Contrairement à Colomb ou à Magellan, jamais aucune flotte ne lui fut confiée et ni son rang ni ses attributions ne l'habilitèrent à inventer, découvrir, ordonner ou commander. Toujours dans l'ombre d'autrui, il ne fut jamais qu'un second couteau. Si l'éclat de la gloire n'en est pas moins tombé sur lui, il ne le doit pas à un mérite particulier ou à de quelconques manigances, mais à la coïncidence, à l'erreur, au hasard, au malentendu. La gloire aurait aussi bien pu tomber sur un autre épistolier de son expédition ou sur le pilote du navire voisin. Mais on ne refait pas l'histoire, c'est lui qu'elle a élu, et ses décisions sont irrévocables, si erronées, si injustes soient-elles. Grâce à ces deux mots Mundus Novus – apposés à sa lettre par lui-même ou par un éditeur inconnu –, et par ces Quatre Voyages – entrepris ou non –, Vespucci a abordé les rivages de l'immortalité. Son nom restera gravé dans le grand livre des gloires humaines, et c'est peut-être le paradoxe suivant qui résume le mieux son apport à l'histoire de la connaissance du monde : Colomb a découvert l'Amérique mais ne l'a pas reconnue et Vespucci, qui ne l'a pas découverte, a reconnu en elle le continent nouveau. C'est bien ce mérite-là qui restera attaché à sa vie et à son nom. Car ce n'est jamais l'acte isolé qui est décisif, mais la conscience qu'on en a et l'effet qu'il produit. Celui qui le rapporte et l'explique est souvent plus important pour la postérité que celui qui l'a accompli, et dans l'imprévisible jeu des forces de l'histoire, une infime impulsion peut avoir des conséquences majeures. Attendre de l'histoire qu'elle soit juste, c'est trop lui demander : souvent, elle confère action d'éclat et immortalité aux hommes simples, aux hommes moyens, tandis qu'elle rejette dans l'anonymat les meilleurs, les plus intrépides et les plus sages.

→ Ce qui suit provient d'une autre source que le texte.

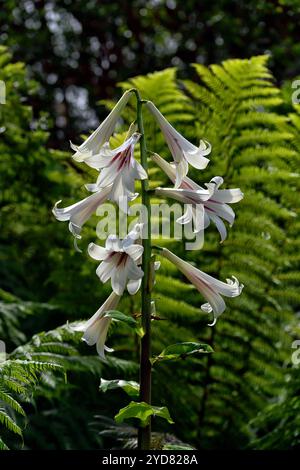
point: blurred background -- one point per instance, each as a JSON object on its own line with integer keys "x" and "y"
{"x": 64, "y": 64}
{"x": 79, "y": 50}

Il n'empêche : l'Amérique n'a pas à rougir du nom dont on l'a baptisée. C'est celui d'un homme honnête et courageux qui, à l'âge de cinquante ans, se jeta par trois fois dans l'inconnu à bord d'un méchant rafiot sur un océan inexploré, l'un de ces « matelots anonymes » qui, par centaines, risquaient leur vie en courant l'aventure, exposés aux pires dangers. Et peut-être le nom d'un homme ordinaire, issu de la foule anonyme des braves, sied-il mieux à un pays démocratique que celui d'un roi ou d'un conquistador ; en tout cas, il convient mieux que celui d'« Inde occidentale », de « Nouvelle Angleterre », de « Nouvelle Espagne » ou de « Santa Cruz ». Ce n'est pas la volonté humaine qui fit passer le nom d'un mortel à la postérité, ce fut le destin, qui a toujours raison, même sous le couvert de la déraison. Devant sa volonté suprême nous ne pouvons que nous incliner. Et aujourd'hui, c'est ce mot-là qui nous vient spontanément à la bouche, le seul concevable, ce mot qu'un hasard aveugle ou malicieux a composé avec allégresse, ce mot sonore et coloré : « Amérique ».

Table

Stefan Zweig et le « parrain de l'Amérique »

Amerigo Récit d'une erreur historique

Amerigo

La situation historique

Pour trente-deux pages, l'immortalité

Un monde reçoit son nom

La grande querelle commence

Les documents s'en mêlent

Qui était Vespucci ?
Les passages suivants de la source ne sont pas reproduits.